Last week I had a hard week and cried when I got home. It was super emotional for me. He just told me to quit so I don’t have to put myself through that. No real support or empathy.
Anonymous
Anonymous wrote:
Anonymous wrote:
Anonymous wrote:
Anonymous wrote:
Anonymous wrote:
Anonymous wrote:
Anonymous wrote:
Anonymous wrote:How much are you complaining about your job?


Almost daily. I know that’s bad but I’m exhausted. I’m 19 weeks pregnant and my patience to handle my job is much harder on me. I’m physically, mentally, and emotionally tired.


It's ok to complain, but it's not ok to do it daily.

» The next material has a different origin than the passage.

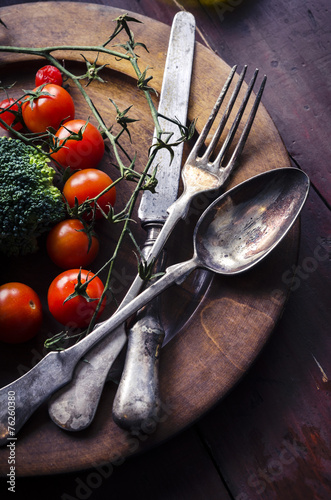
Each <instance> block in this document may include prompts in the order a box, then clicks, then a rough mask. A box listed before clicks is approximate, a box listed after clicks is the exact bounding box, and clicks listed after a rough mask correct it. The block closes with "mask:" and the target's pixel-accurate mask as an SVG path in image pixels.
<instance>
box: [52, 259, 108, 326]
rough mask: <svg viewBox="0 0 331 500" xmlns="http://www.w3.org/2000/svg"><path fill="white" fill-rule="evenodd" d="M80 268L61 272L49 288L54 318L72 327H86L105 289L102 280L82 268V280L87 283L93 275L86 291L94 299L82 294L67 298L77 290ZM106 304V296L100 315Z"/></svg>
mask: <svg viewBox="0 0 331 500" xmlns="http://www.w3.org/2000/svg"><path fill="white" fill-rule="evenodd" d="M78 275H79V269H70V270H67V271H64V272H63V273H61V274H59V275H58V276H57V277H56V278H55V279H54V280H53V281H52V283H51V285H50V287H49V289H48V296H47V299H48V307H49V310H50V312H51V314H52V315H53V316H54V318H55V319H56V320H57V321H59V322H60V323H62V324H63V325H66V326H67V327H70V328H83V327H86V326H87V325H88V324H89V322H90V321H91V318H92V316H93V314H94V311H95V309H96V307H97V305H98V301H99V299H100V297H101V294H102V292H103V290H104V286H103V283H102V281H101V280H100V278H99V277H98V276H95V275H94V274H93V273H91V272H90V271H86V270H85V269H81V278H80V279H81V282H82V283H85V282H86V281H88V280H90V279H91V278H92V277H93V276H95V277H94V279H93V280H92V281H91V282H90V283H89V284H88V285H87V288H86V292H87V294H88V296H89V297H90V298H92V299H97V300H93V301H90V302H88V301H87V300H86V298H85V297H83V296H82V295H77V296H76V297H74V298H72V299H70V300H67V301H66V302H64V301H65V299H66V298H67V297H68V296H69V295H71V294H72V293H73V292H74V291H75V286H76V285H77V283H78ZM105 305H106V298H105V299H104V300H103V301H102V304H101V307H100V310H99V312H98V317H99V316H100V315H101V313H102V311H103V309H104V307H105Z"/></svg>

He is trying to help you because you keep complaining but you are doing nothing to improve the situation.
If there is nothing you want to do to change the situation, stop complaining. Suck it up.


He brings up the subject even when I don’t say anything. It’s become a daily thing. He asks me how my day went. I tell him. He tells me what will solve my stressful work. He again tells me how I should quit and just stay home while he’s massaging me or rubbing my feet. I want to keep my independence as long as possible, but he tells me how worried about he is for me.


Because you’re acting insane. Also, 19 weeks pregnant is the sweet spot. The second trimester EASY for the vast majority of women. God help your poor husband when you’re 37 weeks.

And you are definitely giving mommy martyr vibes, btw.


19 weeks hasn’t been so sweet for me. I have a lot of aches and pains, heartburn, and still dealing with nausea and food issues.

I work in an oncology office with sick people. It’s very emotionally taxing watching sickness each day. I had a really rough last week when one of our beloved patients took a sudden turn for the worse. It’s been really hard now that I’m super emotional.



Wait is your “complaining” mentioning that a patient worsened? If so he really sucks.


Last week I had a hard week and cried when I got home. It was super emotional for me. He just told me to quit so I don’t have to put myself through that. No real support or empathy.


Your story has changed at least 3 times about what type of complaining you do.